Greece, troika agree to public sector worker dismissal reserve

Greece, troika agree to public sector worker dismissal reserve

Municipal policemen during a rally by local government workers, against the public sector reforms and layoffs Greece has promised its international lenders, in Athens on Monday.

Greece will initially put 4,200 teachers, school janitors and ministry employees on line for possible dismissal by the end of this month, the first step in a plan agreed with creditors to shrink the public sector and keep international aid payments flowing.

Public-sector employees will remain on the “mobility and reallocation scheme” for eight months and must accept any other job offered to them or be dismissed, Administration Minister Kyriakos Mitsotakis said Tuesday in comments broadcast on private Mega TV from Athens. He said priority will be given to people who joined the civil service after taking entrance exams (ASEP) rather than those who entered via “the back door.”

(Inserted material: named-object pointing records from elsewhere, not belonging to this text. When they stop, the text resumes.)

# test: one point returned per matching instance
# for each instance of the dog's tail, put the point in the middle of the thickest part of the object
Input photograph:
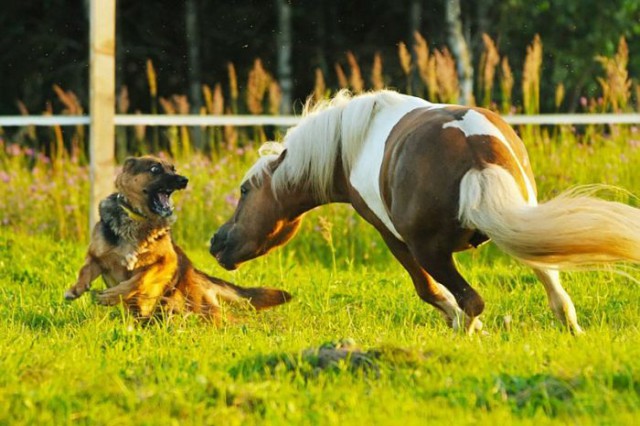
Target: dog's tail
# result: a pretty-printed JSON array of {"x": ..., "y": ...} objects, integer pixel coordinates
[
  {"x": 259, "y": 297},
  {"x": 570, "y": 231}
]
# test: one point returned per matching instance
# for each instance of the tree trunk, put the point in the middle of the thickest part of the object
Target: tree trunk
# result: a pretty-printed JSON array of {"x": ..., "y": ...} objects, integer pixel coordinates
[
  {"x": 193, "y": 64},
  {"x": 283, "y": 41},
  {"x": 460, "y": 50}
]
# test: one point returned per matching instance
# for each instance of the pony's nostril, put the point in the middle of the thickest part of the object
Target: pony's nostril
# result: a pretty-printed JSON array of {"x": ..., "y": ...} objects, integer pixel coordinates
[{"x": 217, "y": 241}]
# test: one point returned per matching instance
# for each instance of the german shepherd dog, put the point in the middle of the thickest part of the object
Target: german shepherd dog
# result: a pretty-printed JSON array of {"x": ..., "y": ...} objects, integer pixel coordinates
[{"x": 132, "y": 248}]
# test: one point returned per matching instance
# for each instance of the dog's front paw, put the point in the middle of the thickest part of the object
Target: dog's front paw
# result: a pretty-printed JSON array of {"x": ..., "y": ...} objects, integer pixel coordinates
[
  {"x": 108, "y": 297},
  {"x": 71, "y": 294}
]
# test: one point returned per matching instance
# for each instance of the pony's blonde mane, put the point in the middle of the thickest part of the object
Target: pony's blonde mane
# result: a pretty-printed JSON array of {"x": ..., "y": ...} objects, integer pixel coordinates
[{"x": 329, "y": 128}]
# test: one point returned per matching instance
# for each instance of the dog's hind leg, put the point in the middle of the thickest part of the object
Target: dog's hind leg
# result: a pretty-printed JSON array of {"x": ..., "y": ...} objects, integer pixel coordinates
[
  {"x": 559, "y": 300},
  {"x": 124, "y": 291},
  {"x": 89, "y": 272}
]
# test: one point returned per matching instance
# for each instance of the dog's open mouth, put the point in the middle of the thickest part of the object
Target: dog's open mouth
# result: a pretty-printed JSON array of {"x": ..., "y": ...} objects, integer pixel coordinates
[{"x": 160, "y": 202}]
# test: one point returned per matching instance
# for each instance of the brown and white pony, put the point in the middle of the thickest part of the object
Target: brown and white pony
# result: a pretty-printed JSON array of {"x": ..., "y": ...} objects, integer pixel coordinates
[{"x": 433, "y": 179}]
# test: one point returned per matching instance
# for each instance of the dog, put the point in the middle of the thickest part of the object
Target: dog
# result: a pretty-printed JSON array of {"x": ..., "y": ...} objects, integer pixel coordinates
[{"x": 132, "y": 249}]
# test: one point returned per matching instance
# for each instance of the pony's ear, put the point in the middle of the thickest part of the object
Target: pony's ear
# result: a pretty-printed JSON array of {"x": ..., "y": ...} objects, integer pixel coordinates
[{"x": 279, "y": 161}]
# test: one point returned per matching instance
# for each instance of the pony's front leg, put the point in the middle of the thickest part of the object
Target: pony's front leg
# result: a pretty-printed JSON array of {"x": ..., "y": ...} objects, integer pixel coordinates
[
  {"x": 559, "y": 300},
  {"x": 430, "y": 290}
]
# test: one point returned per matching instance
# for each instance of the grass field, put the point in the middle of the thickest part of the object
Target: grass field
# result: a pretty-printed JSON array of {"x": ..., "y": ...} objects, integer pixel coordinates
[{"x": 65, "y": 363}]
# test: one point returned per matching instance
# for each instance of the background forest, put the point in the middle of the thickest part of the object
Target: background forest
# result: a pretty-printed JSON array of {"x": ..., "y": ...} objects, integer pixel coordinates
[{"x": 191, "y": 43}]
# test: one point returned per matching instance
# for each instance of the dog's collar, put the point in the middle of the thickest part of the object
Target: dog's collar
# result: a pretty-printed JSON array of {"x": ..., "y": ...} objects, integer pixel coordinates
[{"x": 130, "y": 211}]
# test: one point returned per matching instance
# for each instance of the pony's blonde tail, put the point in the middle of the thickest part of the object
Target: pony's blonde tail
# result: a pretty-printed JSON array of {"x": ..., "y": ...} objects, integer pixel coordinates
[{"x": 570, "y": 231}]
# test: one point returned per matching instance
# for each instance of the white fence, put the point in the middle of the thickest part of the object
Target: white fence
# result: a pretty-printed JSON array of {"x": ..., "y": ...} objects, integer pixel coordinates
[{"x": 285, "y": 120}]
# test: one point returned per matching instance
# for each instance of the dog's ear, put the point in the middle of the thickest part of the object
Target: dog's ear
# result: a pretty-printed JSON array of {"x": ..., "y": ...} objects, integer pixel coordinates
[{"x": 128, "y": 164}]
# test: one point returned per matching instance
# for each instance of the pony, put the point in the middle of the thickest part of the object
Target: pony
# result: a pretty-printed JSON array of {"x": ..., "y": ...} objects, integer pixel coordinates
[{"x": 433, "y": 179}]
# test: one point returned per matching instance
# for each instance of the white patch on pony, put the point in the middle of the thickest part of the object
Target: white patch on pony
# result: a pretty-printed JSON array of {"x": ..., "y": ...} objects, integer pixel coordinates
[
  {"x": 474, "y": 123},
  {"x": 365, "y": 172}
]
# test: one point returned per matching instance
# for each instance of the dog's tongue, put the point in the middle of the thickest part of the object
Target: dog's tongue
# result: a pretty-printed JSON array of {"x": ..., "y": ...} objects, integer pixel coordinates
[{"x": 164, "y": 200}]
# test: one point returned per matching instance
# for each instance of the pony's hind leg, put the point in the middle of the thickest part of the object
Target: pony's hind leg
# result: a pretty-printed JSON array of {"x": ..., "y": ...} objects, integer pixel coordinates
[
  {"x": 440, "y": 266},
  {"x": 430, "y": 290},
  {"x": 559, "y": 299}
]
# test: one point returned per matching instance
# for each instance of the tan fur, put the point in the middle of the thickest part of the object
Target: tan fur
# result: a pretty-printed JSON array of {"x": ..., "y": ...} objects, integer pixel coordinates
[{"x": 145, "y": 269}]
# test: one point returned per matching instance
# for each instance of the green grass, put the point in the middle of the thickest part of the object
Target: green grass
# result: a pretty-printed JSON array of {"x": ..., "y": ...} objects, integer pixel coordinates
[{"x": 78, "y": 363}]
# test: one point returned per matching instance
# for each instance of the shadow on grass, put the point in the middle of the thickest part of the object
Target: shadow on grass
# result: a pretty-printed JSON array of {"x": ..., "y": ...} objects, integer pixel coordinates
[
  {"x": 41, "y": 319},
  {"x": 333, "y": 357}
]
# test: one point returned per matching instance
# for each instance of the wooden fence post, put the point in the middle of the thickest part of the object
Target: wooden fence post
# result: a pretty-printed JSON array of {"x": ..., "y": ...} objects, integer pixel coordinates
[{"x": 101, "y": 101}]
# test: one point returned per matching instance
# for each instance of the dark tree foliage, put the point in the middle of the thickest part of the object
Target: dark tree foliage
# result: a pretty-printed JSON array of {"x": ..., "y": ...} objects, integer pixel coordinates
[{"x": 45, "y": 42}]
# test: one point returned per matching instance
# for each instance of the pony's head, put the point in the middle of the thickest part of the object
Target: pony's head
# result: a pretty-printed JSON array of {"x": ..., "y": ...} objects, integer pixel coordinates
[{"x": 262, "y": 221}]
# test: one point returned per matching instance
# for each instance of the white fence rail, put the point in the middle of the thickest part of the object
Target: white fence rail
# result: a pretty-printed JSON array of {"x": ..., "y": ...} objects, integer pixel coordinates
[{"x": 284, "y": 120}]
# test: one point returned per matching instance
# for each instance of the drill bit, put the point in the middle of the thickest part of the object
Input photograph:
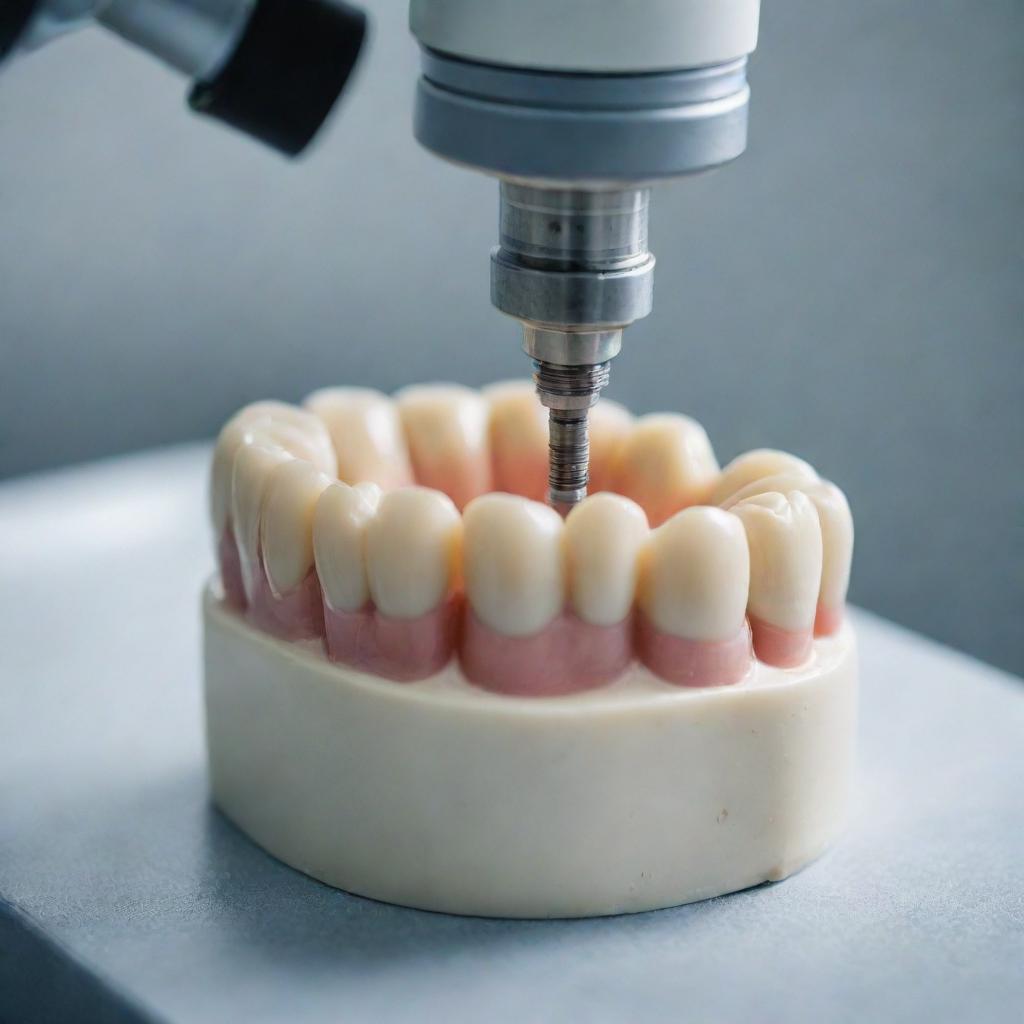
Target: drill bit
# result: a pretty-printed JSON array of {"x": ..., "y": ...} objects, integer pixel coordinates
[{"x": 568, "y": 392}]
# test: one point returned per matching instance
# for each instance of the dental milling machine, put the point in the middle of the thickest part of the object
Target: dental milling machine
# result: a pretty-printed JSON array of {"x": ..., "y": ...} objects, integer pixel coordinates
[{"x": 577, "y": 107}]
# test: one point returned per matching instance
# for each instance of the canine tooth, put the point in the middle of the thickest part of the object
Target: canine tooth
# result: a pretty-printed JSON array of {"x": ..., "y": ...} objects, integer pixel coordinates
[
  {"x": 445, "y": 427},
  {"x": 287, "y": 528},
  {"x": 784, "y": 540},
  {"x": 517, "y": 433},
  {"x": 695, "y": 576},
  {"x": 412, "y": 551},
  {"x": 366, "y": 430},
  {"x": 253, "y": 466},
  {"x": 272, "y": 423},
  {"x": 608, "y": 425},
  {"x": 340, "y": 524},
  {"x": 603, "y": 538},
  {"x": 513, "y": 563},
  {"x": 756, "y": 465},
  {"x": 666, "y": 464},
  {"x": 837, "y": 553}
]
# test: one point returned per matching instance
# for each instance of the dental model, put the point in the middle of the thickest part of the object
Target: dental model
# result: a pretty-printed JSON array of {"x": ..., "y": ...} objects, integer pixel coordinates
[{"x": 424, "y": 686}]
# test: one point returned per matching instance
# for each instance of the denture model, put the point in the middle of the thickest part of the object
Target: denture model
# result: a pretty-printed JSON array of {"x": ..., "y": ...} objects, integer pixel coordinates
[{"x": 424, "y": 686}]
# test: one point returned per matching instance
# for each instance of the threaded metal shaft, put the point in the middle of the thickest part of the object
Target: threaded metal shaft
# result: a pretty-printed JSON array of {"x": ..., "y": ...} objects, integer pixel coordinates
[{"x": 568, "y": 392}]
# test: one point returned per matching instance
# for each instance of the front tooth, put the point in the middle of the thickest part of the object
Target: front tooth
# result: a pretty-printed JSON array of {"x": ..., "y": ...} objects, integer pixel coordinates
[
  {"x": 340, "y": 524},
  {"x": 287, "y": 527},
  {"x": 517, "y": 430},
  {"x": 366, "y": 430},
  {"x": 254, "y": 465},
  {"x": 755, "y": 465},
  {"x": 445, "y": 428},
  {"x": 413, "y": 551},
  {"x": 608, "y": 426},
  {"x": 603, "y": 538},
  {"x": 837, "y": 551},
  {"x": 695, "y": 576},
  {"x": 666, "y": 464},
  {"x": 513, "y": 563},
  {"x": 784, "y": 539},
  {"x": 271, "y": 423}
]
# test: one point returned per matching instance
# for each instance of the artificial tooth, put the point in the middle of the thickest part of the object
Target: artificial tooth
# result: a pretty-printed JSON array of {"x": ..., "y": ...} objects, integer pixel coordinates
[
  {"x": 666, "y": 464},
  {"x": 695, "y": 576},
  {"x": 287, "y": 527},
  {"x": 271, "y": 423},
  {"x": 366, "y": 429},
  {"x": 254, "y": 465},
  {"x": 445, "y": 427},
  {"x": 837, "y": 553},
  {"x": 513, "y": 563},
  {"x": 412, "y": 551},
  {"x": 340, "y": 522},
  {"x": 756, "y": 465},
  {"x": 784, "y": 539},
  {"x": 603, "y": 538},
  {"x": 608, "y": 425},
  {"x": 517, "y": 430}
]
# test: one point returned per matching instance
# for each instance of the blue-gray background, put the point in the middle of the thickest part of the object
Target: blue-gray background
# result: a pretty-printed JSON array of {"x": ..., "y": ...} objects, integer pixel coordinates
[{"x": 850, "y": 290}]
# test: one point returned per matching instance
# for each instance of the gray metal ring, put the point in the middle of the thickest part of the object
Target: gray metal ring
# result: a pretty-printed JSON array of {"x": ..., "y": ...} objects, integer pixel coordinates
[{"x": 574, "y": 128}]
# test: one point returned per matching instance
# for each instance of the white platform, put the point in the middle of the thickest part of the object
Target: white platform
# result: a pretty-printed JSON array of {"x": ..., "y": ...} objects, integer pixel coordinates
[{"x": 119, "y": 885}]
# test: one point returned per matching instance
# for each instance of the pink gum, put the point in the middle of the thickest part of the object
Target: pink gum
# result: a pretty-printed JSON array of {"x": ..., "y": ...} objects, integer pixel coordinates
[
  {"x": 783, "y": 648},
  {"x": 693, "y": 663},
  {"x": 827, "y": 621},
  {"x": 566, "y": 656},
  {"x": 402, "y": 649},
  {"x": 295, "y": 615},
  {"x": 230, "y": 569}
]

Euro area governments on Monday agreed to release 3 billion euros ($3.86 billion) of aid for Greece, seeking to buy enough financial calm to prevent another debt-crisis showdown until after Germany’s elections in September. They told Prime Minister Antonis Samaras’s government it must step up the reform of tax administration and modernize the public sector.

“Without agreement with the troika on the mobility scheme, euro area finance ministers would not have approved yesterday [Monday] the latest release of aid for Greece,” Mitsotakis said. “The issue was very high on the agenda for the troika,” he said.

A total of 12,500 civil servants, which includes the first 4,200 lined up for this month, must be placed in the program by the end of September, according to an e-mailed statement today from Mitsotakis’s Administration and E-Governance Ministry. The remaining 8,300 will come from Greece’s municipal police forces. Another 12,500 public-sector workers, coming from all ministries, must be included by the end of the year, Mitsotakis said.

Mandatory exits

The mobility plan is separate from another commitment agreed to with the troika of the International Monetary Fund, European Central Bank and European Commission in February 2012 to proceed with 15,000 “mandatory exits” from the public sector, the ministry said Tuesday.

That will entail dismissing 4,000 people outright this year and 11,000 in 2014. Mitsotakis said the closing of state broadcaster ERT in June made up 2,000 of the 2013 dismissals and another 2,000 redundancies will be identified by the end of the year.

For every five civil servants who retire, a new one will be hired and for every dismissal, one person will be recruited for employment in departments that need boosting such as the Greek Coast Guard, which is under pressure given Greece’s large illegal immigration problem, he said.